With a DAC like the Rega DAC, you will encounter a major problem - how do you stream these hi-res files to the DAC without them being downsampled? This is because the USB input of the Rega DAC, like a few others in its price range, accepts only 16-bit/48kHz files.
And you will have a problem looking for a laptop - Mac or Windows-based - that has Toslink or coax outputs. Most Macs offer digital output via optical, but it is shared with the 3.5mm mini headphone jack and a normal Toslink cable cannot be plugged into it. So, if you own a MacBook, MacBook Pro, recent iMac or Mac Mini, you have to buy either a mini-Toslink adapter or mini-Toslink to Toslink cable to stream data via optical fibre to the DAC. However, the MacBook Air has no optical output.
This was the problem I faced. And I could think of only two solutions - borrow a USB/SPDIF converter like Stello’s U2 24/96 USB Link or Bryston’s BDP-1 digital music player to stream the hi-res files natively to the Rega DAC.
So I telephoned James Tan of AV Designs, the Malaysian Bryston dealer, and he said he would lend me the Bryston BDP-1 and the matching DAC next week.
Thus far, I can report only on how the Rega DAC sounds with 16/44.1 files streamed either from the resident Roksan Caspian CD player used as transport and ripped CD files streamed from a Toshiba laptop with Media Monkey.
I also heard 24/88.2 Studio Master FLAC files of Handel’s Messiah from Linn, but these were downsampled by Rega’s USB input.
I compared the Rega DAC with the Benchmark DAC1 Pre (‘warmed up’ with Furutech fuses and Siltech power cord) which was connected with a QED Toslink cable to the Roksan Caspian CD player. The Rega DAC was connected with an MIT Terminator 3 Coax cable to the 'Roksan.
The resident system comprised the Bryston 4B SST power amp, ATC SCM40 speakers, MIT Shotgun MA interconnects and MIT Shotgun MA biwire speaker cables with the entire system plugged to a Furutech eTP60/20 power distributor. I also used Sennheiser HD600 headphones to detect changes in the digital filter settings.
It is pretty obvious that the Rega DAC has a bassy sonic signature. This was especially so when the filter was set to number one (Rega recommends using Filter 1 - the linear-phase half-band filter - initially before you experiment with the other four settings when using different components).

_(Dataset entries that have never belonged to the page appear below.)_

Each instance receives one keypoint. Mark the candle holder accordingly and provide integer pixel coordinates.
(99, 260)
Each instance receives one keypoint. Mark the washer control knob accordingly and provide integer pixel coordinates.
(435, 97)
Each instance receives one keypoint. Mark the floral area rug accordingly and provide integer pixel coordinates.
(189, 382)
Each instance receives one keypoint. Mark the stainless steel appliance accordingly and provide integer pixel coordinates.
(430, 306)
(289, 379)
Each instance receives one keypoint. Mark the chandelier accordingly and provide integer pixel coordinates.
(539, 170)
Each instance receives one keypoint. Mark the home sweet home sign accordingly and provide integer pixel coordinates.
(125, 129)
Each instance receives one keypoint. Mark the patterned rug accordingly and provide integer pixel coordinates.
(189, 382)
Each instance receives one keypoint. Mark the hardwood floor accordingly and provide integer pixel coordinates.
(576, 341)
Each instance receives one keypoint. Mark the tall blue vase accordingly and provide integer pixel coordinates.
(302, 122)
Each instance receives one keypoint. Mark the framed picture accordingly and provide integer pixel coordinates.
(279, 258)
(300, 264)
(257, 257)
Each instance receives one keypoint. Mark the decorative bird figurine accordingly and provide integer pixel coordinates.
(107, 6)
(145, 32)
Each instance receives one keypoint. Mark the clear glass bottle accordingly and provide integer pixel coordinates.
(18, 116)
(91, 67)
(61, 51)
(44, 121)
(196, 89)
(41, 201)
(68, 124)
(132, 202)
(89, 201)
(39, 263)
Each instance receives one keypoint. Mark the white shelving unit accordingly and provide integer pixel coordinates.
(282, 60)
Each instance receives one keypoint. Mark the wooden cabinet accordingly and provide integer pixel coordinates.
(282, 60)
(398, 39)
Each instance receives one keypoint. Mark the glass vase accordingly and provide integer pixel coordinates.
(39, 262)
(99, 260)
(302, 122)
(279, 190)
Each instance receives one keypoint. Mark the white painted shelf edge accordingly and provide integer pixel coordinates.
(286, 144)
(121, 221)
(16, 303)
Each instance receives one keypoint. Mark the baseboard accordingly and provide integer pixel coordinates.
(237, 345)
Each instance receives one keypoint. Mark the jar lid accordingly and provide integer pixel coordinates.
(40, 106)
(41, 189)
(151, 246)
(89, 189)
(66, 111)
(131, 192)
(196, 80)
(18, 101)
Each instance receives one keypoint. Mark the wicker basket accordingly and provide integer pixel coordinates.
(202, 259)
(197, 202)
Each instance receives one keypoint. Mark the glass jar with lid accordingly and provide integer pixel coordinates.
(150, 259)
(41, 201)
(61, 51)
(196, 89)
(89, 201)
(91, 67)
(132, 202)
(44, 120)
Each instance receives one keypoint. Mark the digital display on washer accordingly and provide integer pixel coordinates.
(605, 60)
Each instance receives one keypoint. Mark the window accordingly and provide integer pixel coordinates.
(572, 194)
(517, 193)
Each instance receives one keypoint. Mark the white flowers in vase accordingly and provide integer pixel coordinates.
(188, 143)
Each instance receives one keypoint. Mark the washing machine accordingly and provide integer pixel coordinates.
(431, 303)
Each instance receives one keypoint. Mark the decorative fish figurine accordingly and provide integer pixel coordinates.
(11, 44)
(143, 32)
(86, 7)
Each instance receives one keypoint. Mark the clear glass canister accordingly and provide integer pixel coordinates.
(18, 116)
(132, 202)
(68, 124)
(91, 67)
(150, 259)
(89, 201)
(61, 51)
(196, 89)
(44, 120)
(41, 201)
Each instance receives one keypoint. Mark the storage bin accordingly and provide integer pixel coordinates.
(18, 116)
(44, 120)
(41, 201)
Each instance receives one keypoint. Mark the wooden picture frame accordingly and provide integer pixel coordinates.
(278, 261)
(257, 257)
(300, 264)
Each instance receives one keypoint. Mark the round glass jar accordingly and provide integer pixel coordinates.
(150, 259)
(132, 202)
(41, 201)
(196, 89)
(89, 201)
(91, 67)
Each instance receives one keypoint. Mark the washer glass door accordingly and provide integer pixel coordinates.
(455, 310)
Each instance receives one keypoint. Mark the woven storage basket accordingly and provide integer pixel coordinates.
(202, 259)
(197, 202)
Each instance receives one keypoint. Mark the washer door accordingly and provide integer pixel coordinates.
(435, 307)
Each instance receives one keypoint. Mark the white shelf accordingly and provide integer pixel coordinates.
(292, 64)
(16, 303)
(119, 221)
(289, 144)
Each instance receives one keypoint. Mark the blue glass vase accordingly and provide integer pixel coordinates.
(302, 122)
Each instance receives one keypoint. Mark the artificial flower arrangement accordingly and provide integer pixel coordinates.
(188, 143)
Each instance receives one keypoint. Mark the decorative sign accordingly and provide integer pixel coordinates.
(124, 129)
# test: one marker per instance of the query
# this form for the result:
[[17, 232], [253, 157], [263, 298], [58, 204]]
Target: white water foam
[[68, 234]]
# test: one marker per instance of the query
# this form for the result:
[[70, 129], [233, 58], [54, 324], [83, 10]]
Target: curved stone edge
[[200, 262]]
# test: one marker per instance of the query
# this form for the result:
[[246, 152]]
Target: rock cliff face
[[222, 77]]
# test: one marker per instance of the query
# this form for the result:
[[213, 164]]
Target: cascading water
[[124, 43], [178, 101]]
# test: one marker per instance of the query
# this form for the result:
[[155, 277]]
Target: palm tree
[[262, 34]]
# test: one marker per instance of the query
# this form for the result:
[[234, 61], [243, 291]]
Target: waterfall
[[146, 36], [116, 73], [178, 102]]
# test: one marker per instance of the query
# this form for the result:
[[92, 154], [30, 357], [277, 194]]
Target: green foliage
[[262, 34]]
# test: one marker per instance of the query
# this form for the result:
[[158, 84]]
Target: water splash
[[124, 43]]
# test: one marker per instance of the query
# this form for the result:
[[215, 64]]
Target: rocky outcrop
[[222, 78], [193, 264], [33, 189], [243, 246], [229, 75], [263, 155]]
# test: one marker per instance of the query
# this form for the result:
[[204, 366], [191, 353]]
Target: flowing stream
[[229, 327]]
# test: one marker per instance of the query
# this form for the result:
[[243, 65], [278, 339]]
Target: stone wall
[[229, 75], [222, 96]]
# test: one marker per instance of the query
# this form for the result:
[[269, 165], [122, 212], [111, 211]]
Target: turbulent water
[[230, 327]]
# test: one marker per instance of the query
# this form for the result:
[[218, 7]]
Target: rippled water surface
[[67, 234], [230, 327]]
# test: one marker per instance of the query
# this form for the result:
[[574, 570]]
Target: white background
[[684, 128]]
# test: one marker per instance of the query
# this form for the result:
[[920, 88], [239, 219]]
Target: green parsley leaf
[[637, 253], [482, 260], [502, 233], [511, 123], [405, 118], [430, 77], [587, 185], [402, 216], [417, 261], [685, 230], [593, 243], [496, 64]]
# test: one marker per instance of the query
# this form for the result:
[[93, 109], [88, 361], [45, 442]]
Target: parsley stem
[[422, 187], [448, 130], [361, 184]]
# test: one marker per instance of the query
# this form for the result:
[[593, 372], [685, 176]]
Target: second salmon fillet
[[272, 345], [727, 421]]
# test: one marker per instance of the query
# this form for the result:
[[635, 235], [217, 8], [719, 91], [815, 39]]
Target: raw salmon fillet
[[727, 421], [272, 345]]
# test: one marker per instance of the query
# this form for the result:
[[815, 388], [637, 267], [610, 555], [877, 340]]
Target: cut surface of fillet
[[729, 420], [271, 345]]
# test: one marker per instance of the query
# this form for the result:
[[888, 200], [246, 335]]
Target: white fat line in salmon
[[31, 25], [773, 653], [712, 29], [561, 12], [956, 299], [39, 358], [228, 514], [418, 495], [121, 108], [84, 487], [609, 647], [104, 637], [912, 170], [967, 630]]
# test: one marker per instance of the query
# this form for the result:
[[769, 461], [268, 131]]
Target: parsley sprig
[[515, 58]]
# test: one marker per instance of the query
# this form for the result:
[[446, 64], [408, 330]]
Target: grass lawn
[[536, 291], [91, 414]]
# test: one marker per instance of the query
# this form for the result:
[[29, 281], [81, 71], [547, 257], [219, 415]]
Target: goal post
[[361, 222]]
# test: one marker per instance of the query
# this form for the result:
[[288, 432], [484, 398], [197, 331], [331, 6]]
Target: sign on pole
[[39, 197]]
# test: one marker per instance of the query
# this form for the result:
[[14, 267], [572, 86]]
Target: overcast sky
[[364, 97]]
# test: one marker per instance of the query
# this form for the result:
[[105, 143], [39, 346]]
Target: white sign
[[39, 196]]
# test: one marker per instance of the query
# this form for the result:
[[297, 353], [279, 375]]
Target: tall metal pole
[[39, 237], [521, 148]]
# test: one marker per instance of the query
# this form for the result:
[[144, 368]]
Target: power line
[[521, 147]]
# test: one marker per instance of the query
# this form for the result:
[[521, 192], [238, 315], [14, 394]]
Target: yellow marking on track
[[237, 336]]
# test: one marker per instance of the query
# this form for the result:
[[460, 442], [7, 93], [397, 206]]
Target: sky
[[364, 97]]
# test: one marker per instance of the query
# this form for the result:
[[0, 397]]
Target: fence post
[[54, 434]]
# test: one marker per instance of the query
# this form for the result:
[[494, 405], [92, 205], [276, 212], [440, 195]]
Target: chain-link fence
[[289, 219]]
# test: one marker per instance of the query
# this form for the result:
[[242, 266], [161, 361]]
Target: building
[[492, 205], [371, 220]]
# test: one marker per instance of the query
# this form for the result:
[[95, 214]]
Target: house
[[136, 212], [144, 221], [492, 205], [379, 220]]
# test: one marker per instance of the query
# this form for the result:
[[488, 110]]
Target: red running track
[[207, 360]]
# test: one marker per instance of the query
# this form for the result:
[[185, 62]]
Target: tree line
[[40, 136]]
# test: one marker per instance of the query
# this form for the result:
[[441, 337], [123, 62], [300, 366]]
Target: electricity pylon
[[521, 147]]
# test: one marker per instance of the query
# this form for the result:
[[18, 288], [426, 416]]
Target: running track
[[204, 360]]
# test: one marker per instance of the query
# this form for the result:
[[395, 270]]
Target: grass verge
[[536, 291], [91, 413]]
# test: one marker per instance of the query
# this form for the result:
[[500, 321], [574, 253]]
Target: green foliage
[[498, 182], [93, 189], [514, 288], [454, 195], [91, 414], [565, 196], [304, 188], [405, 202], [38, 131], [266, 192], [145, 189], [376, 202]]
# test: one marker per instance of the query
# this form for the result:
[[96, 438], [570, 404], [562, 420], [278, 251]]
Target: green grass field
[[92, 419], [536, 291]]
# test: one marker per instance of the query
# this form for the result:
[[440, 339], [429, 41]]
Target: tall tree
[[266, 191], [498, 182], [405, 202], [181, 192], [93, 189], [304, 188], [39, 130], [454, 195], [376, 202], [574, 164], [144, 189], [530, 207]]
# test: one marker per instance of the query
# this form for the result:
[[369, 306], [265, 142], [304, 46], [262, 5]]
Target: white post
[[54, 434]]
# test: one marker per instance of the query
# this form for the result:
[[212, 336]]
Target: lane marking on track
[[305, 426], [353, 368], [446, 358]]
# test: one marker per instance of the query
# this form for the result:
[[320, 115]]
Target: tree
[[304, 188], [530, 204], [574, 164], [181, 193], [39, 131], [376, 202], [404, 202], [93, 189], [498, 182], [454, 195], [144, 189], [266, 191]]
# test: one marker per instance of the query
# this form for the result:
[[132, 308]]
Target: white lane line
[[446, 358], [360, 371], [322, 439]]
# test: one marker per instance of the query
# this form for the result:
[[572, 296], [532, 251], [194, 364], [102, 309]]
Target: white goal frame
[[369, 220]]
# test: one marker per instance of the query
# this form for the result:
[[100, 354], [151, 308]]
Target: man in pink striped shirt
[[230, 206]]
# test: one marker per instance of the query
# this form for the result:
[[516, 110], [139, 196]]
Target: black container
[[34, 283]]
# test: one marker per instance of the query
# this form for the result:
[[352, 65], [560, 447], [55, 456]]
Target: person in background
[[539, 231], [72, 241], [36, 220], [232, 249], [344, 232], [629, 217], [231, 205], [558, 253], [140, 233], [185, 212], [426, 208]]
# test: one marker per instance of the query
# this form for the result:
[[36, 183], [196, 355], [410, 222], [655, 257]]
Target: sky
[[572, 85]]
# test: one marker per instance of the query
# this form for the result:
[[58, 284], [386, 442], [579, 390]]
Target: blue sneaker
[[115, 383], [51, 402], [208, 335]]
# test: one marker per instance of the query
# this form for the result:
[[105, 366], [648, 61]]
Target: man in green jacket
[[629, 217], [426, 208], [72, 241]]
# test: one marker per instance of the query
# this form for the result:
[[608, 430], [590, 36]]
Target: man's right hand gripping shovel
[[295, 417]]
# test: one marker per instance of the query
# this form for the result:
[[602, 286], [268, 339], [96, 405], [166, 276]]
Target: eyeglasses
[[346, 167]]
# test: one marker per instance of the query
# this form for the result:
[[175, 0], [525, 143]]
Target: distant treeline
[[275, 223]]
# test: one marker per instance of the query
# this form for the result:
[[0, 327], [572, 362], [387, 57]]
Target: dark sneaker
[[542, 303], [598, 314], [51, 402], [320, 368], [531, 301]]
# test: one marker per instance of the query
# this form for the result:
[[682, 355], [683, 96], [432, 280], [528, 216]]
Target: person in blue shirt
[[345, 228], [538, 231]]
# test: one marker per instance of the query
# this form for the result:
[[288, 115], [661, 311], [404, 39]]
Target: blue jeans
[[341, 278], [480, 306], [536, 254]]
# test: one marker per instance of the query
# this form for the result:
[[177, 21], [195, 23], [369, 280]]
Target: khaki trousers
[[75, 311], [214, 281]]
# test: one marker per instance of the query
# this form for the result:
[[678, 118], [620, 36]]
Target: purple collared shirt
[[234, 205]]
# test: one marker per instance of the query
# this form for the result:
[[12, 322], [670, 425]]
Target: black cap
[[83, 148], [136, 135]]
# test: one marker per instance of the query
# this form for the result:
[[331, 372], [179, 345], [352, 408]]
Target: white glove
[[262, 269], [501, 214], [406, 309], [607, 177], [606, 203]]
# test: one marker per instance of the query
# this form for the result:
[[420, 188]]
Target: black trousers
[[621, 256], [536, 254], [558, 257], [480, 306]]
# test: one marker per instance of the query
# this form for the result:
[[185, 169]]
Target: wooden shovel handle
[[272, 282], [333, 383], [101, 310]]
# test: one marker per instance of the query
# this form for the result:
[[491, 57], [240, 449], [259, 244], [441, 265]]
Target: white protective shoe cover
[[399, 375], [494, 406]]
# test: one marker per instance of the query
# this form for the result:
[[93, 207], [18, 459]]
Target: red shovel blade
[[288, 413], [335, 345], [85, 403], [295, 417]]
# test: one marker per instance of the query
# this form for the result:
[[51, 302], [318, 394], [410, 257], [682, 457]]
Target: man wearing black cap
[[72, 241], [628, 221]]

The bassy tonal balance was at the expense of mid and treble transparency and treble extension.
|The Rega DAC|
Of all the filter settings, I felt that Filter 5 (minimum phase apodising filter) improved the mid transparency and treble extension the most and I used that setting for the rest of the listening session with 16/44.1 files.
It was when I streamed the 24/88.2 Linn Studio Master files through the USB that the Rega DAC’s weakness showed up glaringly. But to be fair to Rega, this is the same fate suffered by all DACs using a 16/48 USB input. When I tested Stello’s DA 100 Signature DAC (http://hi-fi-avenue.blogspot.com/2010/05/stellos-upsampling-dac.html), it sounded about the same through its 16/48 USB input.
I cannot confirm this, but the Rega DAC probably uses the same USB chip found in the Stello - the Burr-Brown PCM2704 from Texas Instruments which supports 16-bit files with 32, 44.1 and 48kHz sampling rates.
This flattened perspective pushed the images forward and the sense of spaciousness was much reduced.